An area ripe for change is the use of nutritional supplements. They are the second most expensive item within the medical card scheme; costing the State €37.5 million last year. In addition, nutritional supplements accounted for more than €4.5 million under the drugs payment scheme and €3.5 million under the long-term illness scheme.
Anecdotal reports suggest some of these supplements are prescribed and used inappropriately. Devised for patients with cancer or those who have difficulty swallowing after a stroke, some doctors are concerned that the supplements are over-prescribed to drug addicts and others who simply sell them on.
A report from the National Medicines Information Centre concluded "there is a lack of good quality clinical data evaluating the use of oral nutritional supplements" in the community and that "the evidence base for their usage is poor".
Commenting on the cost-effectiveness of nutritional supplements, Dr Barry told The Irish Times, "one may reasonably query the €45 million per year expenditure on clinical nutritional supplements as a significant proportion is for oral nutritional supplements where the clinical evidence base is poor".
Another area suitable for reform is antibiotic prescribing. Research in the current issue of the Irish Medical Journal found antibiotic usage among medical card patients had risen by 25 per cent in 2000-2005. Within the figures were some alarming trends, including a doubling in the prescription of the quinolone group of antibiotics, the use of which has been linked to the development of MRSA and Clostridium difficile.

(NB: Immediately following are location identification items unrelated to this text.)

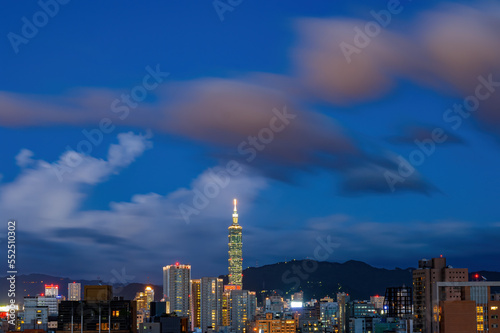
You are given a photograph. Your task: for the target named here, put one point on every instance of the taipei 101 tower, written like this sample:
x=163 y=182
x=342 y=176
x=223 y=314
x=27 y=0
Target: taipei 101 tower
x=235 y=253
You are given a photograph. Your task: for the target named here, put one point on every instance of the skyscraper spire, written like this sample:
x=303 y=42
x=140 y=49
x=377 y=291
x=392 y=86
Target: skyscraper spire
x=235 y=213
x=235 y=251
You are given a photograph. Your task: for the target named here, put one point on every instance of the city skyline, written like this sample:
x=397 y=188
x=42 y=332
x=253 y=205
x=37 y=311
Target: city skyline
x=371 y=127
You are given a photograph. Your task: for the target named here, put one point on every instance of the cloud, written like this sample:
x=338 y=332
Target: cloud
x=422 y=133
x=52 y=224
x=24 y=158
x=447 y=49
x=329 y=75
x=405 y=242
x=54 y=190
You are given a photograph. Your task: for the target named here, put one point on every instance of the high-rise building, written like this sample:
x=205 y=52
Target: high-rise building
x=398 y=302
x=378 y=302
x=475 y=311
x=211 y=303
x=235 y=251
x=51 y=290
x=242 y=305
x=195 y=304
x=74 y=291
x=226 y=313
x=280 y=324
x=424 y=281
x=101 y=316
x=274 y=304
x=342 y=300
x=177 y=288
x=150 y=297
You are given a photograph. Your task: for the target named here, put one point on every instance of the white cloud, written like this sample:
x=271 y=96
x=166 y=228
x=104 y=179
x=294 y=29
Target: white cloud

Reducing antibiotic prescribing would not just save money; it would help achieve the aims of the Strategy for Antimicrobial Resistance in Ireland (SARI).
Co-payments, whereby the medical card holder would pay a top-up fee to the pharmacist, have been shown to reduce medicine consumption. However, people may be less likely to cash in prescriptions for preventive drugs in this situation, so health outcomes may suffer. Drug formularies also have a mixed record. Essentially a limited prescribing menu, the formulary advises doctors to use just one or two drugs for every disease.
Ultimately, it will be up to the Minister for Health to decide on specific drug eligibility changes. With the ill-thought out ramifications of medical card proposals still reverberating around her ears, she and her advisers will need to exercise careful judgment in deciding where and on whom the axe will fall.
Strategies to reduce the bill
• Encourage generic prescribing and ensure pharmacy dispenses cheapest generic.
• Introduce a National Drug Formulary.
• Withdraw reimbursement for drugs with questionable efficacy.
• Introduce drug co-payments for medical card patients.
• Shift some drugs from prescription only to over- the-counter (OTC) availability.